Bronxville Middle School students had their problem-solving, critical thinking and innovation skills tested at the popular event, which sees students take on increasingly difficult computer programming and coding challenges.
According to middle school teacher Lynne Torrey, who taught the session in the school’s Flexible Innovative Technology Lab, she sought to “introduce students to a coding tool that would challenge them,” regardless of their programming experience.
This year, students participated in programming exercises on the iPad application Tickle, which allowed them to control small robots called Spheros.
As part of the district’s “Bronxville Promise” mission statement, the coding exercises offered students the opportunity to experiment with the technology, collaborate with their peers and work together to expand on their own thoughts and theories.
“The students created a program that directed a whale to spin around in a circle,” she said. “Then they worked on increasingly more difficult challenges, including programming the whale to respond to touch and the tilt of an iPad. During the second half of the session, they used the same programming tool to control the Sphero that was paired with the iPad via Bluetooth.
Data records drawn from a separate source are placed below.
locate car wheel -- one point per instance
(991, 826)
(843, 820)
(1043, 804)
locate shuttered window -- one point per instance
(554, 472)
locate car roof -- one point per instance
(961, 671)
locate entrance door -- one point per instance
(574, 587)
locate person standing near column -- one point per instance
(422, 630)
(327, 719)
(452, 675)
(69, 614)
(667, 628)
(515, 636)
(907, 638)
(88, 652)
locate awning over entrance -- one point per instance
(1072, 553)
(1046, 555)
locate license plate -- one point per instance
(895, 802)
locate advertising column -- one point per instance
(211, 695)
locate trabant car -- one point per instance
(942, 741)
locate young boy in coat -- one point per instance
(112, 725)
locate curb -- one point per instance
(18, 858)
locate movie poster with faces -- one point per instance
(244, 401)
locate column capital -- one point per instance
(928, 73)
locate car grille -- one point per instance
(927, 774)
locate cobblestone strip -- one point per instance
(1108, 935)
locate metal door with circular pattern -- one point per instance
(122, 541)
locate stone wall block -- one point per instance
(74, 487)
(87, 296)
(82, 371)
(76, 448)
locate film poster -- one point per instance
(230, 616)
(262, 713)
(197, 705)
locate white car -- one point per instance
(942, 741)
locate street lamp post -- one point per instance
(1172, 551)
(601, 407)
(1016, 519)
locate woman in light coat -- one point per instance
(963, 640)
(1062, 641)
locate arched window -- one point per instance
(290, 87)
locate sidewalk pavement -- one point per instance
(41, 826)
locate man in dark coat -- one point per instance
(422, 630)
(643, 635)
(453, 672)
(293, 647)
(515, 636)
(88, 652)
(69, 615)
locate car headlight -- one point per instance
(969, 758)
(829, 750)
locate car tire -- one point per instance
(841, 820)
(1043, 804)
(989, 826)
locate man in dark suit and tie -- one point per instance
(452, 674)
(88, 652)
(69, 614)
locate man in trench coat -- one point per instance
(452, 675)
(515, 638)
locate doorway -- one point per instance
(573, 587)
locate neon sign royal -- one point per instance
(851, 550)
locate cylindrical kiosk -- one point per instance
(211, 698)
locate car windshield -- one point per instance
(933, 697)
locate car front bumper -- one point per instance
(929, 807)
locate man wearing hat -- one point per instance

During “Boys Code Night,” the students discussed the importance of robots as a tool to aid humans in the workplace with tasks that are mundane or dangerous. Ultimately, their Spheros were able to traverse a maze built from duct tape, boxes and plastic CD cases that were stacked to form impromptu towers.
“(The students) and to pass by the maze as they walked in and one boy asked if the tower was designed for them to knock down,” Torrey mused. “When I said that it was, he walked away smiling and waited for his chance to program a robot to crash into the tower.”